• QueerCommie@lemmygrad.ml
    hexagon
    ·
    8 months ago

    I totally agree. I did not mean to come across as a mechanical idealist. I didn’t think I needed to give a complex explanation of dialectics to make clear I wasn’t a mechanical idealist. Yes, wills and consciousness exist, my point is that they are illusory in so far as “we” think we have “control.” There is no “self” beyond the material world as the dominant mode of thought assumes.

    • cucumovirus@lemmygrad.ml
      ·
      8 months ago

      Maybe it's just a matter of language and not an actual philosophical difference, but I think there is still a philosophical difference.

      There is no “self” beyond the material world as the dominant mode of thought assumes.

      I agree, but I still think you're making the mistake I'm trying to caution against in the sentence prior:

      Yes, wills and consciousness exist, my point is that they are illusory in so far as “we” think we have “control.”

      They are not illusory, they are material. And while the dominant mode of thought might assume we have more control than we actually do, it doesn't mean we don't have any control. We or our "self", that is entirely part of the material world, does have a certain amount of control because it is a part of that same material world. This control isn't separated from the material world, but a part of it. Your sentence here still sounds like only the material world has "control" and it exerts it upon us from outside, which would imply that we are different from the rest of matter, but in the opposite direction of the idealist free will notion.

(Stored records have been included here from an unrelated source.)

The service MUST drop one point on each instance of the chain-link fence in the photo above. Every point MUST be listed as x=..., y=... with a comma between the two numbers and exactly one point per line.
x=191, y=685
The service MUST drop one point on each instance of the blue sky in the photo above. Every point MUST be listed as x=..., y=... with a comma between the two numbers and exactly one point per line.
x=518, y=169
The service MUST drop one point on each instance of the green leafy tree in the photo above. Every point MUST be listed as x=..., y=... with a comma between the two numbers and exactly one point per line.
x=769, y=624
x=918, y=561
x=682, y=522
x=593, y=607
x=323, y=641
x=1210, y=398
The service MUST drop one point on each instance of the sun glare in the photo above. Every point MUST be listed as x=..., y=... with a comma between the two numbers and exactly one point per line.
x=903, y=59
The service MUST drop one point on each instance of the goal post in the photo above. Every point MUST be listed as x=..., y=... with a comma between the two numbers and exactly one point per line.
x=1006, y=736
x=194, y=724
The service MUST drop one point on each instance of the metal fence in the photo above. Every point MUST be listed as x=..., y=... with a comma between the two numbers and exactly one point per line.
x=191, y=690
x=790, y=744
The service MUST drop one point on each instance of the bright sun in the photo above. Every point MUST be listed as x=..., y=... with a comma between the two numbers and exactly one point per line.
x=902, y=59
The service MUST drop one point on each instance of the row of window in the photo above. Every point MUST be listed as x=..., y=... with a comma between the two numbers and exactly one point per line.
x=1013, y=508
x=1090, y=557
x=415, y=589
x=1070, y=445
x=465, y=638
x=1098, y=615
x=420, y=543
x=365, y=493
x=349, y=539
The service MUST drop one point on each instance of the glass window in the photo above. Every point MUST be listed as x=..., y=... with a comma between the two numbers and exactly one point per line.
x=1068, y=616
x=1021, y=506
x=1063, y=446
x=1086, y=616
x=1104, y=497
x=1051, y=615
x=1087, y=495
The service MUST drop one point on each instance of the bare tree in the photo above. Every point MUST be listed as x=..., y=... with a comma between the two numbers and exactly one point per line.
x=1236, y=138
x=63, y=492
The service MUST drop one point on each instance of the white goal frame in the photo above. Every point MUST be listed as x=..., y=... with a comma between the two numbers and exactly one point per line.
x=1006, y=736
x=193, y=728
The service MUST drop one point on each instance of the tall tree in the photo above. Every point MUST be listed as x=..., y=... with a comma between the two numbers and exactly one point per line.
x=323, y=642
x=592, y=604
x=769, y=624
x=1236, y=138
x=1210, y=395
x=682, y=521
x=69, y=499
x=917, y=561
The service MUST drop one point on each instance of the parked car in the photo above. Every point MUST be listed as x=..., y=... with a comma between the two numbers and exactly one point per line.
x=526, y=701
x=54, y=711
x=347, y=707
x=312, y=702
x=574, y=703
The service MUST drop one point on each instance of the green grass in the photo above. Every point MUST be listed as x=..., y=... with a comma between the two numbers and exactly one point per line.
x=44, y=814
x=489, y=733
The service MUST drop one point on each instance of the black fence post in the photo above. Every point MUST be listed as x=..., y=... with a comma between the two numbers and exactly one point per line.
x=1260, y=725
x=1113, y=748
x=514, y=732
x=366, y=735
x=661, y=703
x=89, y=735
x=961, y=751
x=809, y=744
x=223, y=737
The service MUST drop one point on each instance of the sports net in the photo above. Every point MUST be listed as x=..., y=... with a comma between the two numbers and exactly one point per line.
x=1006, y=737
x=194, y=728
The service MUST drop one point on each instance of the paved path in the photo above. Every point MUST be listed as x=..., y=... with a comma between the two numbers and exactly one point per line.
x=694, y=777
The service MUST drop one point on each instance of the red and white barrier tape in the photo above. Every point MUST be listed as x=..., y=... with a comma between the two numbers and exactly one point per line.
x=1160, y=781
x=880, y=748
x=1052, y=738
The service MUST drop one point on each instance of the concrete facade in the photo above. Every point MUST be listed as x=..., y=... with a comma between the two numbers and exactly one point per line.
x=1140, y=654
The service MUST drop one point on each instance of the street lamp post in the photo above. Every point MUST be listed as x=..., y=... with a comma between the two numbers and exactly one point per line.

      I think that in your correct impulse to combat the idealist narratives prevalent today, you go too far in the opposite direction. Similar to how Plekhanov describes here:

      No amount of patching was of any use, and one after another thinking people began to reject subjectivism as an obviously and utterly unsound doctrine. As always happens in such cases, however, the reaction against this doctrine caused some of its opponents to go to the opposite extreme. While some subjectivists, striving to ascribe the widest possible role to the “individual” in history, refused to recognise the historical progress of mankind as a process expressing laws, some of their later opponents, striving to bring out more sharply the coherent character of this progress, were evidently prepared to forget that men make history, and therefore, the activities of individuals cannot help being important in history. They have declared the individual to be a quantité négligeable. In theory, this extreme is as impermissible as the one reached by the more ardent subjectivists. It is as unsound to sacrifice the thesis to the antithesis as to forget the antithesis for the sake of the thesis. The correct point of view will be found only when we succeed in uniting the points of truth contained in them into a synthesis.

      • QueerCommie@lemmygrad.ml
        hexagon
        ·
        8 months ago

        I think it's still a language thing. We are the universe and the hegemonic view seems to be that we are outside acting in it. By "illusory" I do not mean that the phenomenon is not real, but that the (socially constructed) perception of it is not true to reality. I mean it from the Buddhist perspective that if you meditate on it enough there is not individual thing you can call what is socially conceived to be a self.